Posts By Category

Posts By Date

Resources:

C# Books
ASP.NET Books DotNet4All








If you like to support this site, feel free to make a donation to support improvements.

Thank you!

Monetize Your Blog

Alternative way to string.split using Regular Expressions

The other day I was working on a YoutTube auto uploader software for one of my clients, and I needed to prevent passing along single character tags to the uploader engine. If you are familiar with the rules of the tag field when uploading videos to YouTube, you know that tags must be 2 or more characters long.

In my YouTube auto video uploader, tags were automatically generated from file names and other criteria like mp3 tag data, so to make a long story short, there were cases when single character tags slipped through the cracks to the uploader engine, causing my uploads to fail.

So to give an example, consider this YouTube tag string:

3,doors,down,its,not,my,time,Its,Not,My,T,ime,CDM,hh,h

In this string, I needed to eliminate "3", "T" and "h" since they are single character strings, and merge them into the neighboring next or previous tag.
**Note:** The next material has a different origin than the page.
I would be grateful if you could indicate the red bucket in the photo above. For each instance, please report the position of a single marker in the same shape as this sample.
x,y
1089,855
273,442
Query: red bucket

So I needed to transform the above string to:

3doors,down,its,not,my,time,Its,Not,My,Time,CDM,hhh

My first thing to do was to write code to find single characters strings. I could of course use string.split with the comma as the separator, then loop through all strings and find single charactered ones...etc. but I didn't really feel like writing too much code, so I decided to go the RegEx way. So, using the following regular expression, I was able to find tags that were 1 character long:

(?<=(\A|,))(?<val>(\w|\W){1})(?=(,|\Z))

Isn't it pretty? :-)

My next thing was to combine these single-character tags with the neighboring next (or previous) string in the comma separated tag string, so I wrote this code:

string tagLine = "3,doors,down,its,not,my,time,Its,Not,My,T,ime,CDM,hh,h" ;

MatchCollection matches = Regex .Matches(tagLine,

@"(?<=(\A|,))(?<val>\w{1})(?=(,|\Z))" ,

RegexOptions .IgnoreCase);

foreach ( Match match in matches)

    tagLine = tagLine.Replace( "," + match.Groups[ "val" ].Value

               + "," , "," + match.Groups[ "val" ].Value);

The above code takes care of the single charactered strings that happen to be within the bigger string, but it does not take care of the two edge conditions, if they occur at start, and/or at end of the tagLine string, so I needed to add the following code to cover edge conditions:

if (tagLine[1] == ',')

    tagLine = tagLine.Remove(1, 1);

if (tagLine[tagLine.Length - 2] == ',')

    tagLine = tagLine.Remove(tagLine.Length - 2, 1);

Now my tagLine string is ready for uploading to YouTube :-)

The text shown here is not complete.